Is Exclusively Pumping Worth it?

Anonymous
Anonymous wrote:
Anonymous wrote:OP here. I have decided to pump until I go back to work until I go back to work. I will go back at 4 months and decide then if I want to still pump. We are supplementing with formula. The pumping hasn’t been that bad and the baby is eating well from the bottle.


It’s not all or nothing. You could pump in the mornings and evenings, but not at work.


OP here. If I quit pumping during the day, I will quit entirely. I don’t see a point pumping in the morning and at night. Formula is just fine.
Anonymous
Anonymous wrote:
Anonymous wrote:OP here. I have decided to pump until I go back to work until I go back to work. I will go back at 4 months and decide then if I want to still pump. We are supplementing with formula. The pumping hasn’t been that bad and the baby is eating well from the bottle.


This sounds like a good plan. You’ll have to taper off so you don’t get mastitis. By the time you wind down, your baby will be beginning solids. Then you just have a few more months of formula. Our pediatrician was okay with us introducing cow’s milk around 10-11 months at which point my kids were losing interest in milk altogether and were more interested in real foods. I was excited to drop the bottle ASAP by 1 year old. I promise this time will pass more quickly than you realize and you’ll wonder why you spent so much time fretting over BM vs formula!


OP here. We will not be feeding solids until 6 months.
Anonymous
Anonymous wrote:
Anonymous wrote:
Anonymous wrote:OP here. I have decided to pump until I go back to work until I go back to work. I will go back at 4 months and decide then if I want to still pump. We are supplementing with formula. The pumping hasn’t been that bad and the baby is eating well from the bottle.

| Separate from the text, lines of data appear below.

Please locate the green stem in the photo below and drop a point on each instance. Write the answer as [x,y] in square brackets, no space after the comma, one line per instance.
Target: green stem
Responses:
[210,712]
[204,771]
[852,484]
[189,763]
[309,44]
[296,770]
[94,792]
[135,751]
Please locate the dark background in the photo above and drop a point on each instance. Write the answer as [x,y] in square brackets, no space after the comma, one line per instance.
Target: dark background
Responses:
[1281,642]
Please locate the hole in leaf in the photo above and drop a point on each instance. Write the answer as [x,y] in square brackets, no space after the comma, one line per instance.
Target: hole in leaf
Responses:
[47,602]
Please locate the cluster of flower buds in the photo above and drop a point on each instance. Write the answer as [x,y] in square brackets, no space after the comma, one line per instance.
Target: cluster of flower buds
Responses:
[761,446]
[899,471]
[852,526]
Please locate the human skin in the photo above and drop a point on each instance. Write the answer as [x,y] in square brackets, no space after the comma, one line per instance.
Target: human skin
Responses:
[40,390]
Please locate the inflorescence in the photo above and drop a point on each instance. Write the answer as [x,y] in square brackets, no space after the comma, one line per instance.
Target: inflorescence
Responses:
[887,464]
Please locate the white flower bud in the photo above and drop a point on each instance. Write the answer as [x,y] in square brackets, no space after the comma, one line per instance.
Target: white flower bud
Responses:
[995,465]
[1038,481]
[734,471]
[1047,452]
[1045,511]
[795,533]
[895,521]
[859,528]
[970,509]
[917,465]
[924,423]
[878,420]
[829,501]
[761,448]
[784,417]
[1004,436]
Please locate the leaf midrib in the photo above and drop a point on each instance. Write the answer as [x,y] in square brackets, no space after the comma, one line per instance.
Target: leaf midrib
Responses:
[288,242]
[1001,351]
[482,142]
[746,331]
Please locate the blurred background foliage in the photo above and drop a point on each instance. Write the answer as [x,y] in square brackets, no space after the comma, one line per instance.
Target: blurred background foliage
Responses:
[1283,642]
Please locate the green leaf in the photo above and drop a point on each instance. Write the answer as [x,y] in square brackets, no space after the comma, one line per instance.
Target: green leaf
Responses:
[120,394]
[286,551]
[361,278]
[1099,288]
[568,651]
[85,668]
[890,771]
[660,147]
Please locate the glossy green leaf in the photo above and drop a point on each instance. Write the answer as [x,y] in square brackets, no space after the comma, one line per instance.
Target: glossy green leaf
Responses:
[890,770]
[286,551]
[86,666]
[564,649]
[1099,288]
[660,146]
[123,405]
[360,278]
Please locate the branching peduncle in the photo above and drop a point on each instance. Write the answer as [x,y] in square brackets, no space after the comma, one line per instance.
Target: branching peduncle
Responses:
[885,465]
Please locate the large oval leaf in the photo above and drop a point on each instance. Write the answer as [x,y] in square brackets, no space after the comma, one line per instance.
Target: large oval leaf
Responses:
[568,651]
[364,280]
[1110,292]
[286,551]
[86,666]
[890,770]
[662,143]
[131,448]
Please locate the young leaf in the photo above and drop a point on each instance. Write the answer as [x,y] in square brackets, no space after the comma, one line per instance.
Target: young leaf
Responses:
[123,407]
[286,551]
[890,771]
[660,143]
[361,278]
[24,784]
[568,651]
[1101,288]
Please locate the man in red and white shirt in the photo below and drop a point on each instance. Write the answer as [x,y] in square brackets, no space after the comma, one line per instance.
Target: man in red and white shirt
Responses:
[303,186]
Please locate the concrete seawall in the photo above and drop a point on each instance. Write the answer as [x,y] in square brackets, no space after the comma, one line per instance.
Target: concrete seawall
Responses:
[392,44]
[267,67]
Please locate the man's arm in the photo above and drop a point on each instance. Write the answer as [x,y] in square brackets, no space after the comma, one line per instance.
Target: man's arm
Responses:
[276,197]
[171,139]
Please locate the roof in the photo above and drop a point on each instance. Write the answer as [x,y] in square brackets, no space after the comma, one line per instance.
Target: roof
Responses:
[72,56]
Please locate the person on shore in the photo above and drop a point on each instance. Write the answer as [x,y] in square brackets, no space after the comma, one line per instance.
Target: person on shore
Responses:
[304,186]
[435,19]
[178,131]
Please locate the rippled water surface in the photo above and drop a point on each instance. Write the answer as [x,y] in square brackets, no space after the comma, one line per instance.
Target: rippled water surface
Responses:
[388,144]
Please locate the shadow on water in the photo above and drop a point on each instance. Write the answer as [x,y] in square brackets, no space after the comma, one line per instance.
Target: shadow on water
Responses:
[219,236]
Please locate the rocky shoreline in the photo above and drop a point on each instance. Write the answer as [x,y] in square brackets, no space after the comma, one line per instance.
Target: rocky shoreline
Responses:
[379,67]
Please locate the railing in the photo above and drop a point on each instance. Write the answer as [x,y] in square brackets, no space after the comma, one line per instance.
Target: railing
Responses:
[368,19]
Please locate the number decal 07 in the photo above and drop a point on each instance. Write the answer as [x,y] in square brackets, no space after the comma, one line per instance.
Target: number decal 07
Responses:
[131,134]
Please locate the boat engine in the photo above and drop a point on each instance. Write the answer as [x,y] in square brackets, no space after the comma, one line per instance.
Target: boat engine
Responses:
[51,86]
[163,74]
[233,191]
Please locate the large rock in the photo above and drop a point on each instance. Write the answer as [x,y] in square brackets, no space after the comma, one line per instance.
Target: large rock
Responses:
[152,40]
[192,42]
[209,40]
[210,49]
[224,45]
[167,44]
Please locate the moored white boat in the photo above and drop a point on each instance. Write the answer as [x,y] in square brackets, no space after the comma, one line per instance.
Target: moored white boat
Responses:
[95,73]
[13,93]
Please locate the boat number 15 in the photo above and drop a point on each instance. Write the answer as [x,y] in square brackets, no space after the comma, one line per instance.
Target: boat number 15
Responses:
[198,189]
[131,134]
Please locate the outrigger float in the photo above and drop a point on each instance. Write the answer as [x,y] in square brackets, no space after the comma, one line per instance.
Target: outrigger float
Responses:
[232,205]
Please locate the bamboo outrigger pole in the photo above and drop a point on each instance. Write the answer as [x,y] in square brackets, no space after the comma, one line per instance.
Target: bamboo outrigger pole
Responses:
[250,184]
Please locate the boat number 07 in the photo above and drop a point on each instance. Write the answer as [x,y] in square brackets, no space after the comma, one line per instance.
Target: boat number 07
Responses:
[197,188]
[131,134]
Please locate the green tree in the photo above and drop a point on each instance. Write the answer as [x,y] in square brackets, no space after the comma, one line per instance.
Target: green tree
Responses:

This sounds like a good plan. You’ll have to taper off so you don’t get mastitis. By the time you wind down, your baby will be beginning solids. Then you just have a few more months of formula. Our pediatrician was okay with us introducing cow’s milk around 10-11 months at which point my kids were losing interest in milk altogether and were more interested in real foods. I was excited to drop the bottle ASAP by 1 year old. I promise this time will pass more quickly than you realize and you’ll wonder why you spent so much time fretting over BM vs formula!


OP here. We will not be feeding solids until 6 months.


We fed solids earlier. No need to be fixed at 6 months unless you want to.
Anonymous
Anonymous wrote:
Anonymous wrote:
Anonymous wrote:
Anonymous wrote:OP here. I have decided to pump until I go back to work until I go back to work. I will go back at 4 months and decide then if I want to still pump. We are supplementing with formula. The pumping hasn’t been that bad and the baby is eating well from the bottle.


This sounds like a good plan. You’ll have to taper off so you don’t get mastitis. By the time you wind down, your baby will be beginning solids. Then you just have a few more months of formula. Our pediatrician was okay with us introducing cow’s milk around 10-11 months at which point my kids were losing interest in milk altogether and were more interested in real foods. I was excited to drop the bottle ASAP by 1 year old. I promise this time will pass more quickly than you realize and you’ll wonder why you spent so much time fretting over BM vs formula!


OP here. We will not be feeding solids until 6 months.


We fed solids earlier. No need to be fixed at 6 months unless you want to.


OP here. I was a nanny for 10 years. I’m not comfortable feeding solids until baby can independently sit in high chair and hold head up. 5 months maybe, but most 4 months old can not do that, and it increases the risk of choking. I’ve seen many feed their babies solids while they are laying down in a boppy or barley able to hold their held up in a high chair. We will also be doing baby-led weaning in combination with purées, and feel more comfortable starting at 6 months.
Anonymous
Didn’t read the other posts, but I thought I’d give you some perspective.
I pumped exclusively for my now ten year old. It was not worth it.
She is so smart, and is so unbelievably healthy, she never gets sick. Especially compared to her three other siblings (none of whom took a bottle). I do not regret much in life, but I do regret fretting over what she ate at that age.
Anonymous
It’s not worth your sanity. My gross overgeneralization of what I’ve read is 50% of the benefit of breast feeding you get in the first month and 90% of the benefit in 4-6 months. I’m highly skeptical of benefits after 6months. Personally I’d try to pump a few months yet then quit. Hopefully the pumping will get easier and you can consolidate into larger pumpings less frequent.